The long awaited Growth Commission report has finally arrived but what is new and how does it compare to earlier claims for a better post independence performance, as for example laid out in the White Paper for the 2014 referendum?
The headline changes from previous thinking are: a move away from ‘sharing’ the pound to ‘Sterlingisation’, essentially piggy backing; an acceptance that North Sea oil is a side issue, given the fall in tax revenues; and the acceptance that there would be a tricky transition period as an independent Scotland moved to better balance its fiscal budget.
Each of these shifts from earlier positions make sense, although the difficulties involved in managing the first and the third should not be underestimated. The heart of the report involves how to improve Scotland’s poor growth rate, in particular how to improve productivity. One of the key strengths of independence, versus remaining in the UK, would be the ability to change immigration rules to allow for more skilled migrants to participate.
On the down side, expert analysis suggests that an underlying truth with both independence and Brexit is that splitting up an economic union will have a negative effect on the economy, with the smaller offshoot suffering more.
Overall the report makes some sensible suggestions but also admits that a plethora of further reviews and new Commissions will be needed before many of the necessary strategies can be fully fleshed out. This may disappoint some but it makes sense given how complicated much of this is and how low our current level of understanding of our own economy remains.

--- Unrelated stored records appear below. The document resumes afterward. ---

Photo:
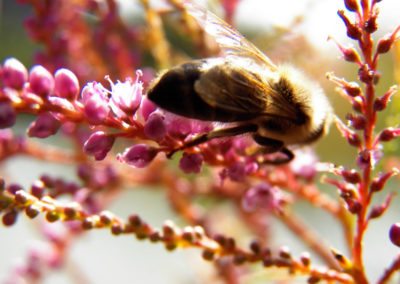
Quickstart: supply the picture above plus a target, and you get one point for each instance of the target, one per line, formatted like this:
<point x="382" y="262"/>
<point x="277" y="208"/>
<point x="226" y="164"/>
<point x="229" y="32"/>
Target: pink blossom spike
<point x="44" y="126"/>
<point x="191" y="163"/>
<point x="138" y="156"/>
<point x="13" y="73"/>
<point x="155" y="127"/>
<point x="98" y="145"/>
<point x="41" y="81"/>
<point x="7" y="115"/>
<point x="66" y="84"/>
<point x="95" y="101"/>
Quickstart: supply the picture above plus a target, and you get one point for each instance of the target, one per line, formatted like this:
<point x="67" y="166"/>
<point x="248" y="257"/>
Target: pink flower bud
<point x="381" y="102"/>
<point x="378" y="210"/>
<point x="155" y="127"/>
<point x="263" y="196"/>
<point x="351" y="5"/>
<point x="44" y="126"/>
<point x="357" y="121"/>
<point x="347" y="133"/>
<point x="138" y="156"/>
<point x="191" y="163"/>
<point x="95" y="103"/>
<point x="41" y="81"/>
<point x="7" y="115"/>
<point x="386" y="43"/>
<point x="379" y="182"/>
<point x="66" y="84"/>
<point x="147" y="107"/>
<point x="14" y="74"/>
<point x="389" y="134"/>
<point x="126" y="96"/>
<point x="351" y="176"/>
<point x="98" y="145"/>
<point x="353" y="31"/>
<point x="394" y="234"/>
<point x="10" y="218"/>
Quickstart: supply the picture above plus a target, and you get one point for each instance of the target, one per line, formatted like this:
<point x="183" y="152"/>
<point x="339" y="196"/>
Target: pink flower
<point x="126" y="96"/>
<point x="13" y="74"/>
<point x="146" y="108"/>
<point x="263" y="196"/>
<point x="41" y="81"/>
<point x="44" y="126"/>
<point x="95" y="103"/>
<point x="191" y="163"/>
<point x="66" y="84"/>
<point x="7" y="115"/>
<point x="98" y="145"/>
<point x="139" y="155"/>
<point x="155" y="127"/>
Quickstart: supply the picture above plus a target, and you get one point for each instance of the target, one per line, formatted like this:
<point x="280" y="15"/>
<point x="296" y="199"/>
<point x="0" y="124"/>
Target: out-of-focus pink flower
<point x="66" y="84"/>
<point x="304" y="164"/>
<point x="44" y="126"/>
<point x="181" y="127"/>
<point x="147" y="107"/>
<point x="98" y="145"/>
<point x="239" y="170"/>
<point x="13" y="73"/>
<point x="139" y="155"/>
<point x="155" y="127"/>
<point x="7" y="115"/>
<point x="263" y="196"/>
<point x="126" y="96"/>
<point x="41" y="81"/>
<point x="96" y="103"/>
<point x="191" y="163"/>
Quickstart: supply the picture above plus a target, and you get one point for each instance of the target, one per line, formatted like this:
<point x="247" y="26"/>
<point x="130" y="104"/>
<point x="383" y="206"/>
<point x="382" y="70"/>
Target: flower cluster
<point x="121" y="140"/>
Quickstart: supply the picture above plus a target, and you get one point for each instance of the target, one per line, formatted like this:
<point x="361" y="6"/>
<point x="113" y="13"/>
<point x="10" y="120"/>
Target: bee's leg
<point x="224" y="132"/>
<point x="273" y="146"/>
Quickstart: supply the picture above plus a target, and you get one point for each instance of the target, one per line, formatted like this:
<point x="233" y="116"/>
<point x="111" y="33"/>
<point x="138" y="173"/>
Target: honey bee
<point x="276" y="104"/>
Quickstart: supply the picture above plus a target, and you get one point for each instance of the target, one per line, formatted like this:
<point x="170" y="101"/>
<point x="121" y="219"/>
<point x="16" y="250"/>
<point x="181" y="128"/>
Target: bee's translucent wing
<point x="232" y="43"/>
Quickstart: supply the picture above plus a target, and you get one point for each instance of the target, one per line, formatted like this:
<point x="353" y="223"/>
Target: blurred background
<point x="101" y="258"/>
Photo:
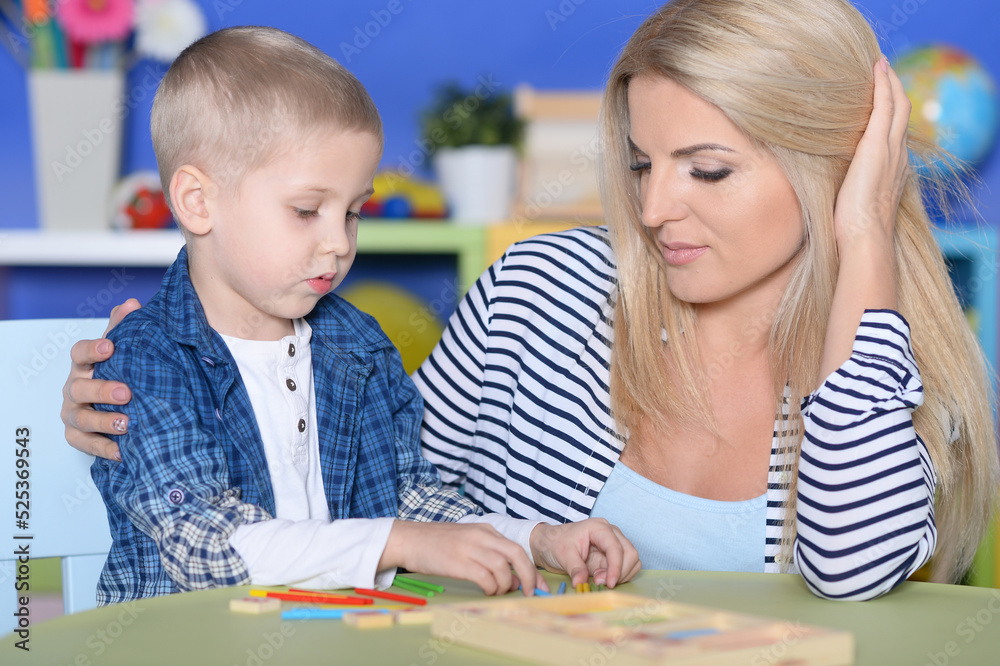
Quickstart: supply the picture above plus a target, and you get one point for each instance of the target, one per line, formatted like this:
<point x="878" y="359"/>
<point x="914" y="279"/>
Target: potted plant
<point x="474" y="135"/>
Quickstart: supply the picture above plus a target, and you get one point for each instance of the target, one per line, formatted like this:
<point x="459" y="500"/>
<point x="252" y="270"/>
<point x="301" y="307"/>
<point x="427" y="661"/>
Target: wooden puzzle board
<point x="627" y="630"/>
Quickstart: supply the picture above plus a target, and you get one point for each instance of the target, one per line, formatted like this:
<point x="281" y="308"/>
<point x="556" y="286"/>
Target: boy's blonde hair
<point x="235" y="98"/>
<point x="796" y="76"/>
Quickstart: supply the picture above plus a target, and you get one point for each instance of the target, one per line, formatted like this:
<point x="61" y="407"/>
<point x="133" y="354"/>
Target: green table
<point x="917" y="624"/>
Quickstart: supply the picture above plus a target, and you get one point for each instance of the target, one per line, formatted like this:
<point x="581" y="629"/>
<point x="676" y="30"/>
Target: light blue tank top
<point x="672" y="530"/>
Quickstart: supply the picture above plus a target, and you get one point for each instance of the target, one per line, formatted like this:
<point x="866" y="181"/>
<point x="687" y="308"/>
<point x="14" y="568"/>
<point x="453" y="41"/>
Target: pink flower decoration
<point x="90" y="21"/>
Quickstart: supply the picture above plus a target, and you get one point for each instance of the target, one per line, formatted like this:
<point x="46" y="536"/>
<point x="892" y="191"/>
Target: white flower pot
<point x="76" y="128"/>
<point x="478" y="181"/>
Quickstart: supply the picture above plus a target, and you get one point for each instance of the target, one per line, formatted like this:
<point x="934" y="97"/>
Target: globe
<point x="954" y="100"/>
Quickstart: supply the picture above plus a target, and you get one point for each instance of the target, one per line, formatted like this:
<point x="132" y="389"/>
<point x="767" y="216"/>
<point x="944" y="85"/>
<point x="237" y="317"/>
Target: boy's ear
<point x="191" y="191"/>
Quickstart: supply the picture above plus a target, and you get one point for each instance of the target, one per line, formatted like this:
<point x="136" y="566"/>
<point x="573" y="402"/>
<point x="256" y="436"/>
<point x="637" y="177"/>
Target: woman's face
<point x="722" y="211"/>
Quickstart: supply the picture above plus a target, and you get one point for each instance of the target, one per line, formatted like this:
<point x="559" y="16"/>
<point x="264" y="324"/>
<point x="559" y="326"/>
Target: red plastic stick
<point x="318" y="598"/>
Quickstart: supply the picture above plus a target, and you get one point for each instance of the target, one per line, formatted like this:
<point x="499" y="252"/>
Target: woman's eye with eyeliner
<point x="711" y="176"/>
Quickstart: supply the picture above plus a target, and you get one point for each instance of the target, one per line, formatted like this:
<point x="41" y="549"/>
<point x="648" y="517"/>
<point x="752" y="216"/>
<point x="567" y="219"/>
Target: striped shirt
<point x="517" y="409"/>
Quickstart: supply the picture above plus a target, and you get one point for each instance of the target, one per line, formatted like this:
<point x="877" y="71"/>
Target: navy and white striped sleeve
<point x="451" y="383"/>
<point x="866" y="482"/>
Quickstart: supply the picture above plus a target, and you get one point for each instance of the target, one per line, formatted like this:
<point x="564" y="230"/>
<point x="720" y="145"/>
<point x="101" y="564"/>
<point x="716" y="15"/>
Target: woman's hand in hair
<point x="864" y="218"/>
<point x="865" y="211"/>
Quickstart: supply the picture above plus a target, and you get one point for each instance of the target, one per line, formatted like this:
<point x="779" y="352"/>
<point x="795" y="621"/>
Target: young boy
<point x="274" y="435"/>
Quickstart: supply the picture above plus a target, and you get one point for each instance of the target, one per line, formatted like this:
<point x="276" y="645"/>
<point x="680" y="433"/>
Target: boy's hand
<point x="83" y="423"/>
<point x="475" y="552"/>
<point x="591" y="547"/>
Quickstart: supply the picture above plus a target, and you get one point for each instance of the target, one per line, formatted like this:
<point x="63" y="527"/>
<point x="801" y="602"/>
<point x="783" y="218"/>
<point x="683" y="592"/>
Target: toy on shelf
<point x="138" y="203"/>
<point x="398" y="196"/>
<point x="629" y="630"/>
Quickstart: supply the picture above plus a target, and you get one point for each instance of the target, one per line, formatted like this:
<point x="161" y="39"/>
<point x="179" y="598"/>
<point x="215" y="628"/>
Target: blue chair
<point x="62" y="511"/>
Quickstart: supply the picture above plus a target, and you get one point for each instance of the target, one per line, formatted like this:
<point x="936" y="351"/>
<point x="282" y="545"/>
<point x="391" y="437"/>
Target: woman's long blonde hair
<point x="796" y="77"/>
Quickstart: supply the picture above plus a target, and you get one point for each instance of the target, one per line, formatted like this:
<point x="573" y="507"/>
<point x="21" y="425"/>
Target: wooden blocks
<point x="254" y="605"/>
<point x="368" y="620"/>
<point x="637" y="631"/>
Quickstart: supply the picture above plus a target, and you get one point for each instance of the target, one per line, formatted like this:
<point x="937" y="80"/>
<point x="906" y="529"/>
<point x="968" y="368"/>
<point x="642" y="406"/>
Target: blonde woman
<point x="760" y="363"/>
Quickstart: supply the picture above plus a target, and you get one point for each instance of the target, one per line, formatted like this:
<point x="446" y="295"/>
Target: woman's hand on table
<point x="591" y="547"/>
<point x="475" y="552"/>
<point x="85" y="426"/>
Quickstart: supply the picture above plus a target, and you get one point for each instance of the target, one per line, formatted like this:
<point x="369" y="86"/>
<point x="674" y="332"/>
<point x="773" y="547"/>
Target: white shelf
<point x="30" y="247"/>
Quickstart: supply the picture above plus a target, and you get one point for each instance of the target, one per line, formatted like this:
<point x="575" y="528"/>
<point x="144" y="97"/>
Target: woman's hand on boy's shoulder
<point x="85" y="426"/>
<point x="591" y="547"/>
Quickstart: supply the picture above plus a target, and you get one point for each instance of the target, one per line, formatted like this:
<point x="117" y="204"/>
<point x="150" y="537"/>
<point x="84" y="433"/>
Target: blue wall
<point x="547" y="43"/>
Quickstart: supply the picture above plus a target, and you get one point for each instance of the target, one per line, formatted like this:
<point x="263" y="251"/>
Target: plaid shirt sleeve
<point x="421" y="495"/>
<point x="173" y="481"/>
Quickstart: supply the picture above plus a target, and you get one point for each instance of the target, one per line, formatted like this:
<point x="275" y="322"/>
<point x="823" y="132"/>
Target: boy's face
<point x="286" y="236"/>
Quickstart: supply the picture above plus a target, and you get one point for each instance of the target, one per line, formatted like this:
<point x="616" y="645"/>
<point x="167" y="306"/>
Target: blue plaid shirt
<point x="193" y="467"/>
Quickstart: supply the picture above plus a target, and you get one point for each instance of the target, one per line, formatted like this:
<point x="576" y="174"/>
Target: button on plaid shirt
<point x="193" y="467"/>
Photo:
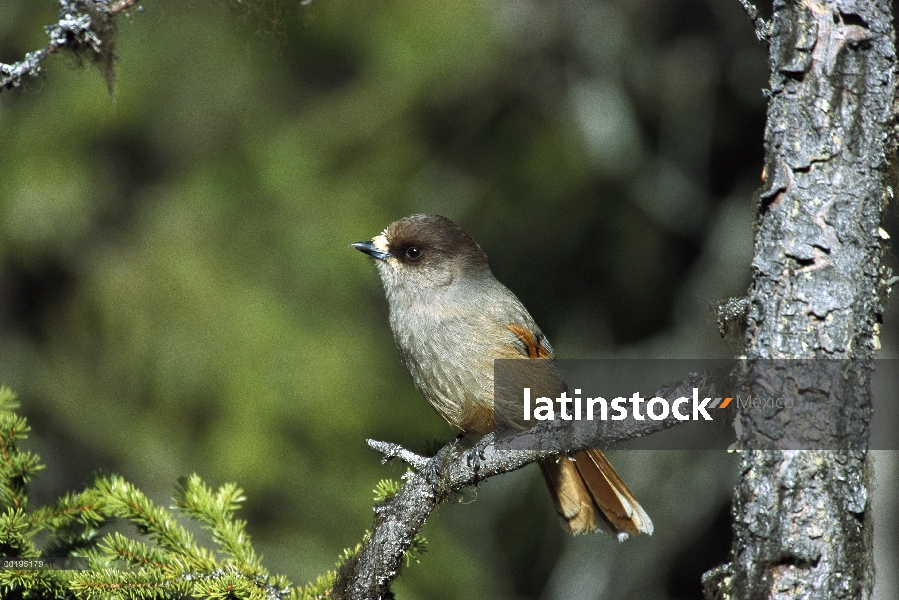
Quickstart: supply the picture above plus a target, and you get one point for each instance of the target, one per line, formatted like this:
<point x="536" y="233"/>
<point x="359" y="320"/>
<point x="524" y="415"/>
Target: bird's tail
<point x="590" y="496"/>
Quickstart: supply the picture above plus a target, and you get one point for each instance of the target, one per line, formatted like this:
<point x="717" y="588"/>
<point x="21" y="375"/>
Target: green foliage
<point x="165" y="562"/>
<point x="386" y="489"/>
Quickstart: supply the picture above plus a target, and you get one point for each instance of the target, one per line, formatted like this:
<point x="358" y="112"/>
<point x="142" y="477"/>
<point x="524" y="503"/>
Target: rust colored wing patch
<point x="532" y="343"/>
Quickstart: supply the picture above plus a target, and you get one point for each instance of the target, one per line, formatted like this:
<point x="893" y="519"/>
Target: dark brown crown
<point x="435" y="236"/>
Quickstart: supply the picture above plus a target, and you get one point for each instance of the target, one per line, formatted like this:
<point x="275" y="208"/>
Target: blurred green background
<point x="177" y="293"/>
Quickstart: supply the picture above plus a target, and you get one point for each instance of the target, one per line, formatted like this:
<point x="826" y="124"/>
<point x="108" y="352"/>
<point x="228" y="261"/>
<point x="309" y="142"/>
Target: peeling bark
<point x="801" y="527"/>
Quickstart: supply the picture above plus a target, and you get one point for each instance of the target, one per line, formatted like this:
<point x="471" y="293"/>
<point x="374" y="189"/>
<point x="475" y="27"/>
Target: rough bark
<point x="801" y="527"/>
<point x="396" y="522"/>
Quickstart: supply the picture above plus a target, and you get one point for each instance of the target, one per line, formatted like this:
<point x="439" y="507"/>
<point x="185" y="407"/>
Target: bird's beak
<point x="369" y="248"/>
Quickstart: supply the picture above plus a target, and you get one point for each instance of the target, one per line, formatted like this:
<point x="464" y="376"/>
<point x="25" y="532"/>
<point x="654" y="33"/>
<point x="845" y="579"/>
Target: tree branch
<point x="84" y="26"/>
<point x="454" y="468"/>
<point x="800" y="518"/>
<point x="762" y="29"/>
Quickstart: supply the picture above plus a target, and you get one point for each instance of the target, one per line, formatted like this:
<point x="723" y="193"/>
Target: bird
<point x="450" y="319"/>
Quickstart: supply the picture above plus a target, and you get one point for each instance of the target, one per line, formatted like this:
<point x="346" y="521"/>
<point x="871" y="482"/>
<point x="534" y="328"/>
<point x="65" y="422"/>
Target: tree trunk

The report highlights the need for, good policies, good institutions, and cross partisan support. Good policies are freely available, both here and in other reports. Good institutions are a problem. Scotland remains a land largely bereft of well funded think-tanks and the Parliament itself struggles, particularly in terms of the Committee system, which continues to disappoint in terms of independent scrutiny.
The biggest challenge however is likely to be achieving cross partisan support. There has been precious little of this seen since the Scottish Parliament restarted in 1998 and no obvious sign of change coming. This could be an important obstacle as some of the countries highlighted by the report, like Finland, rely on some form of ‘Social Contract’ amongst the leading economic players (i.e. government, unions, employers) to achieve their goals. This is a very un-British way of going about things and such a shift would be radical. However, the text is fairly light on how this might happen.
Overall, the report should be seen as the start rather than the end of a new process. Inevitably, even with a 350 plus page report, questions abound around crucial issues like Scotland’s future relationship with both the UK and the EU. Nevertheless, it moves the debate away from unrealistic extremes to more achievable goals and ambitions.
It is now up to others to challenge the reports recommendations in a robust fashion and, hopefully, for a higher level of debate to emerge, something long needed in Scotland.
John McLaren Scottish Trends website (Note: in 2016 the author was commissioned to write a Background Briefing paper on the Scottish Balance of Payments for the Report.)